L’Université française est mal au point. Inutile de lire les divers classements internationaux pour le savoir. Il suffit de la fréquenter pour s’en apercevoir. Peut-on s’y résoudre ? Accepter sans rien dire le délabrement d’une institution, lieu par excellence de la liberté intellectuelle ? Fabrice Bouthillon ne s’y résout pas. Ainsi appelle-t-il dans un essai décapant à des mesures draconiennes : la suppression de l’agrégation, du Conseil National des Universités et des classes préparatoires, et de facto à celle de l’Ecole Normale Supérieure.
L’auteur est pourtant un pur produit du système français : classes prépa Lettres à Louis le Grand, Normale Sup, agrégation, Ecole française de Rome, doctorat, professeur d’Université. Pourtant, avec un grand courage, il en appelle à une reconstruction totale et s’imagine ministre de l’Education, juste le laps de temps suffisant pour signer ces trois décrets !
Amoureux de l’Université, Fabrice Bouthillon discerne les maux qui l’accablent : la mainmise de l’Etat via le programme de l’agrégation qui prépare les futurs professeurs à tout sauf à enseigner dans le secondaire ; le temps qu’y consacrent les universitaires au détriment de leurs tâches de recherche ; le « sésame » qu’elle constitue pour le recrutement universitaire, ce qui place l’agrégé ou l’ingénieur au-dessus du docteur. En passant, il étrille le CNU que les aspirants au poste de maître de conférences connaissent bien, accusé d’être un système « fondamentalement policier » et une « machine à fabriquer du conformisme ».
Quant aux classes prépa, elles ne se relèvent pas d’une attaque en règle. Ce joyau du système français – que personne au monde ne nous envie d’ailleurs – serait un bagne, le cœur d’une « éducation à l’arrogance intellectuelle », une « incitation à l’écrasement de l’autre » et à « l’isolement de chacun ». Quant à Normale Sup… la condamnation est sans appel : « un néant intellectuel ».
Donc, d’après lui, il faut tout supprimer pour redonner à l’Université son lustre, œuvre de longue haleine qui passe aussi – l’auteur l’évoque mais il faut vraiment insister là-dessus – sur la sélection des étudiants, sur l’autonomie et l’enracinement local. Une fois le contenant consolidé, il faudra aussi s’occuper du contenu bien sûr.
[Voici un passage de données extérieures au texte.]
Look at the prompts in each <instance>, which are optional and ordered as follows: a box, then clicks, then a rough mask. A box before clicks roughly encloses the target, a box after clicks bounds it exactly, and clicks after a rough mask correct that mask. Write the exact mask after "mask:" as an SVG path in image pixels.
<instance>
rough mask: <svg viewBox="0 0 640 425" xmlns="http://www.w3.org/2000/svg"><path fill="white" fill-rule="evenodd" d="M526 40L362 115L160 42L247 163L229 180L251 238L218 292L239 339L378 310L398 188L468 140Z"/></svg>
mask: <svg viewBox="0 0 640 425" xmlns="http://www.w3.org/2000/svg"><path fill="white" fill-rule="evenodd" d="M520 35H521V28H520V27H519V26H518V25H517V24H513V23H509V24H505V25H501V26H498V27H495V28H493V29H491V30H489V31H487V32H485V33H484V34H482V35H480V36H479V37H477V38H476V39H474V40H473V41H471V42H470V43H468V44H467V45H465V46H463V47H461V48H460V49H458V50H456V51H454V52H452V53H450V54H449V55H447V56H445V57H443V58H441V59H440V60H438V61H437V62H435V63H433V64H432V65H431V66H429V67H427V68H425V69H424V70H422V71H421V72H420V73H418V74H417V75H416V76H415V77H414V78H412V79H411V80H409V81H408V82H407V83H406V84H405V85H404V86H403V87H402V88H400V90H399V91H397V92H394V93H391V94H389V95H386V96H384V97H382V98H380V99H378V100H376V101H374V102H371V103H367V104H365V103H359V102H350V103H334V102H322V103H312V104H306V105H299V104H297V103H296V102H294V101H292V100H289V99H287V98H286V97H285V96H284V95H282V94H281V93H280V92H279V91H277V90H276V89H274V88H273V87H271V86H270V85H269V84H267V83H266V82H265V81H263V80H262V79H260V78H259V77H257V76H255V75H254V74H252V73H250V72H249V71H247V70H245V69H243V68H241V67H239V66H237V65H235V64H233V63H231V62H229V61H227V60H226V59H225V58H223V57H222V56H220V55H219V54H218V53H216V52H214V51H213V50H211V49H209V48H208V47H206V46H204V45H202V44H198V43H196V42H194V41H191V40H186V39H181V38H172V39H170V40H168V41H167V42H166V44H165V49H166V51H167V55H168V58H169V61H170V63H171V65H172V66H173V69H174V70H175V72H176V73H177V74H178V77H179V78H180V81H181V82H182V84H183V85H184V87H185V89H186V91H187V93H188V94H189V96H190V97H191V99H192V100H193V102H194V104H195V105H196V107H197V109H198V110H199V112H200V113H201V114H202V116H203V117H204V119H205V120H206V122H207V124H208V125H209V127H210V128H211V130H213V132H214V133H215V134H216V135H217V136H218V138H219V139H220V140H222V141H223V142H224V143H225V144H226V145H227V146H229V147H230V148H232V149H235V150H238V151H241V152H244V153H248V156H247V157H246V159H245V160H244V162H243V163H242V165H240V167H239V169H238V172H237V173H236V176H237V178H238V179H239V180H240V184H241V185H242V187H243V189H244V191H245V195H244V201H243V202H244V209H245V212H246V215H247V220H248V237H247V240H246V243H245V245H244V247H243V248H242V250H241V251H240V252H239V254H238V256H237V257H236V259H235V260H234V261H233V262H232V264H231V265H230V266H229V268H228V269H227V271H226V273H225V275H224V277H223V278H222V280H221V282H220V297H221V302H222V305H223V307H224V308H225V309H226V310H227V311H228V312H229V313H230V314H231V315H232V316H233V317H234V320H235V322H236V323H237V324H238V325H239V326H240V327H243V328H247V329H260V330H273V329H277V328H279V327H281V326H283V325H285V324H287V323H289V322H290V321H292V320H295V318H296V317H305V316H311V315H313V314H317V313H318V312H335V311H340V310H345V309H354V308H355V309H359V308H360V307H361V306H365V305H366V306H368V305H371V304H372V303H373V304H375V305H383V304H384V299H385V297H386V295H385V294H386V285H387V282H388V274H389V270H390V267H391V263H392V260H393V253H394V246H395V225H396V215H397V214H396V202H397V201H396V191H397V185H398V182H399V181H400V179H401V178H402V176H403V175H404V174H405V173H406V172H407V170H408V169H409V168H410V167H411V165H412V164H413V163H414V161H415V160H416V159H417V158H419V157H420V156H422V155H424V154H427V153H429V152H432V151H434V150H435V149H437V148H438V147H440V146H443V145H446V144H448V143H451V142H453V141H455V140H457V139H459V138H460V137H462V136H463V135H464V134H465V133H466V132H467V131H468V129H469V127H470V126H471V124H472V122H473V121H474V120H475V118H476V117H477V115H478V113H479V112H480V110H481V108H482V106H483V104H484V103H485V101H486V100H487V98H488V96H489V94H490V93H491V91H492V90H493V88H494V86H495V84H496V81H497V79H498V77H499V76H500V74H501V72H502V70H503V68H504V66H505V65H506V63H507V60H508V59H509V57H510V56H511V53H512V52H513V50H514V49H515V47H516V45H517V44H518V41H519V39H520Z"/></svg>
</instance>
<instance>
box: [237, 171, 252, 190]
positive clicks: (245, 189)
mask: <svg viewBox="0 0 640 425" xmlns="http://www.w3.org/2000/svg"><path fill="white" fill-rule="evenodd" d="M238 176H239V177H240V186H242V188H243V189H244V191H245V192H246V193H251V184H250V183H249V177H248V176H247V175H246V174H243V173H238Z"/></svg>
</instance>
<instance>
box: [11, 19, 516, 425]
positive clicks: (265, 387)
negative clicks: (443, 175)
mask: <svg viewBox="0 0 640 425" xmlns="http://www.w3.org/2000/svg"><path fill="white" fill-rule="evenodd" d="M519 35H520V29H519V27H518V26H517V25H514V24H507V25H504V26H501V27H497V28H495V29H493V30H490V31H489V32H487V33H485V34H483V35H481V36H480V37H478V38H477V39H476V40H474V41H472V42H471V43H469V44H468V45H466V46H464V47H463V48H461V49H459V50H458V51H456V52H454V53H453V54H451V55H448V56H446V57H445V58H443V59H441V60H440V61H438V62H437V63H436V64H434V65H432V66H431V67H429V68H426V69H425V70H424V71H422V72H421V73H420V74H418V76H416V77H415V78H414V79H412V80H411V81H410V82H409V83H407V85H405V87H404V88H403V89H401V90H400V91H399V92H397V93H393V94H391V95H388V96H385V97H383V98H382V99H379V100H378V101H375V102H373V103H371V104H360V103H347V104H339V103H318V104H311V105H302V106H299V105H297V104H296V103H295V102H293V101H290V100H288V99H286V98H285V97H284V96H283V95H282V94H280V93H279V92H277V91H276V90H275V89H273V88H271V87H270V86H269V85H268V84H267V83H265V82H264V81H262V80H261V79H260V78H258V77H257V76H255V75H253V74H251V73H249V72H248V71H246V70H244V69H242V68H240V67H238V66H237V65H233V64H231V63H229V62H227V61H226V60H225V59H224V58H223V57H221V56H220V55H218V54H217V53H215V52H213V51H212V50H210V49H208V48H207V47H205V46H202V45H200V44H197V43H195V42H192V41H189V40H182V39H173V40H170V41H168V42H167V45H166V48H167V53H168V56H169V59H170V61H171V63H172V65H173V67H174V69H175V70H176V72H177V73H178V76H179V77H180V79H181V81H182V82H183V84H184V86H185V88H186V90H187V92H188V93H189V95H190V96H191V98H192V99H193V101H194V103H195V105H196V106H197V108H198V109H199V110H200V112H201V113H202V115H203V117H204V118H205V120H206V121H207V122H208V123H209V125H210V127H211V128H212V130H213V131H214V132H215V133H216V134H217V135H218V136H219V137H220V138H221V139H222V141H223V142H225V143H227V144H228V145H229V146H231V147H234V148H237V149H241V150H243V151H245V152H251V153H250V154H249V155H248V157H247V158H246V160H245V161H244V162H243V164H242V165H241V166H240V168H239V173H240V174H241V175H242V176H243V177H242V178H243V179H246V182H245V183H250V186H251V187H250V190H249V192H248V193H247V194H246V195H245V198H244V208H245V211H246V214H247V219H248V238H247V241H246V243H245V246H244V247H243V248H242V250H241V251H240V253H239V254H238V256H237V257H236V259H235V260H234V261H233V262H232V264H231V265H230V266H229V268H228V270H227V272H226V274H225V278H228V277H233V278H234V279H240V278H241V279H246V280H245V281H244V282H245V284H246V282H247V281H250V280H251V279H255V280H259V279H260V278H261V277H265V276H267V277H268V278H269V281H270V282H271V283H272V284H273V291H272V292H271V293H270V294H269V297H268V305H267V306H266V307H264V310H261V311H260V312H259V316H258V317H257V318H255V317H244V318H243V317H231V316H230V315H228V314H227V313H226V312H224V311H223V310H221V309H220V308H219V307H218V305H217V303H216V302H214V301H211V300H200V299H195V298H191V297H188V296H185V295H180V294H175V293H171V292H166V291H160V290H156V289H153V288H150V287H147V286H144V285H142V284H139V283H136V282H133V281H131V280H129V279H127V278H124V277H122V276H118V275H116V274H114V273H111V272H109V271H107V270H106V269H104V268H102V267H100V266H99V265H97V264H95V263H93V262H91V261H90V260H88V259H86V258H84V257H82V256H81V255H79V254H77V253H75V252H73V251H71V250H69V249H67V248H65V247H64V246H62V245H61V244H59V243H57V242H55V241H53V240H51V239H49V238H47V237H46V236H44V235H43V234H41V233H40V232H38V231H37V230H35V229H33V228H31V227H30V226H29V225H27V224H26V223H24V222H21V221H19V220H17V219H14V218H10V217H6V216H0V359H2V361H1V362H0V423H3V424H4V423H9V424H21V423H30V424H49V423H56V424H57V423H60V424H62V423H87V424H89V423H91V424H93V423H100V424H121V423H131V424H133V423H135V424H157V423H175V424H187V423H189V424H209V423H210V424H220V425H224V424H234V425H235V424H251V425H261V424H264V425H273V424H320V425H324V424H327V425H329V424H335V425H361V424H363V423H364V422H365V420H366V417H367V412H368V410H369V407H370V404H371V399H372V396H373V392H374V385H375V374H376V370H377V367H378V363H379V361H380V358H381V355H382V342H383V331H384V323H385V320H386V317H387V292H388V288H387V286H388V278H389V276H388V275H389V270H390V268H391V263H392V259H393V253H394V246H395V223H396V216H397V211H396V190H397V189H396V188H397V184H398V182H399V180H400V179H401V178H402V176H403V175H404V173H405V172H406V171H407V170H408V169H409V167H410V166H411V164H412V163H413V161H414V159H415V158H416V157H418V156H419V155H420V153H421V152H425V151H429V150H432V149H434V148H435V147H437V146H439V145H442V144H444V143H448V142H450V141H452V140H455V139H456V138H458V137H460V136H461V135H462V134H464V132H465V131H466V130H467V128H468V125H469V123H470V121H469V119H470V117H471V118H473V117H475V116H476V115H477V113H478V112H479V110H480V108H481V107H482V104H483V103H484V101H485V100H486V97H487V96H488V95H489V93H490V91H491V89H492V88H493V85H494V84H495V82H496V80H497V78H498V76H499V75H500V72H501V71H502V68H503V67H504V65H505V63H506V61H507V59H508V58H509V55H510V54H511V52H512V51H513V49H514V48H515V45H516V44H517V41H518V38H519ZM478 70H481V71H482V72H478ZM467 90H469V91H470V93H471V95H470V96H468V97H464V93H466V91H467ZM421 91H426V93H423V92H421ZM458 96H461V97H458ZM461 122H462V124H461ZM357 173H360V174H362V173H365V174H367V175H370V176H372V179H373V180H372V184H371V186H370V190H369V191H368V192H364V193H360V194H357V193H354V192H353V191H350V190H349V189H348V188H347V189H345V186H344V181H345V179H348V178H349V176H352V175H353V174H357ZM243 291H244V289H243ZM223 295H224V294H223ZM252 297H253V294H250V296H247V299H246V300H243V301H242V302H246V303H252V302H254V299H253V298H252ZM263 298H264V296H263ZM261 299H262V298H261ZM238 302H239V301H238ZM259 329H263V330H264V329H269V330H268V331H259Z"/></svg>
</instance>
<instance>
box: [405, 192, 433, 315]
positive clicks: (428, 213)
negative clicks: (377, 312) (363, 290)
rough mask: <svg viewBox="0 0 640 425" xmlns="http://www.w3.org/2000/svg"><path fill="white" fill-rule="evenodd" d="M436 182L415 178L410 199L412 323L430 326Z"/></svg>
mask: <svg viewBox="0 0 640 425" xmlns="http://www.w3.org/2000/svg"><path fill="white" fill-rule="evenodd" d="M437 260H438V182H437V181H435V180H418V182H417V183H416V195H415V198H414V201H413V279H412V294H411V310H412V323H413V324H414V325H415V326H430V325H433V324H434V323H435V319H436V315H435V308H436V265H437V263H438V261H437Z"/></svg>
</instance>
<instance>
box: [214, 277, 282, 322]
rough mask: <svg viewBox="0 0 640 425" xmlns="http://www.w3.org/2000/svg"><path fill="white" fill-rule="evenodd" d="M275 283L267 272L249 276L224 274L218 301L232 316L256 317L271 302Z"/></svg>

L’exemple résiderait-il dans les systèmes anglais et allemand, l’un ayant maintenu le sport et l’autre Dieu dans les programmes universitaires ?
En vérité, Fabrice Bouthillon montre très bien, en bon historien qu’il est, que notre système est l’héritier de notre histoire : l’influence de l’enseignement des Jésuites ; la Révolution, sa passion égalitaire et sa centralisation ; Bonaparte et sa méfiance à l’encontre des esprits libres de l’Université ; d’où le poids écrasant d’un système secondaire – auquel appartiennent les classes prépa – sous contrôle de l’Etat. Il ne sera pas facile de s’en libérer.
Sans se contenter de dénoncer, Fabrice Bouthillon propose des réformes audacieuses : une nouvelle forme de recrutement des professeurs du secondaire ; le transfert aux universités de la sélection de ses professeurs (le titre de maître de conférences ayant été aboli) et leur transformation en fonctionnaires territoriaux.
Espérons que ce brillant essai suscitera discussions et controverses. C’est ce qui arriverait dans un pays normal.
frederic le moal
Fabrice Bouthillon, L’impossible Université, éditions dialogues, janvier 2017, 107 p. — 15,00 €.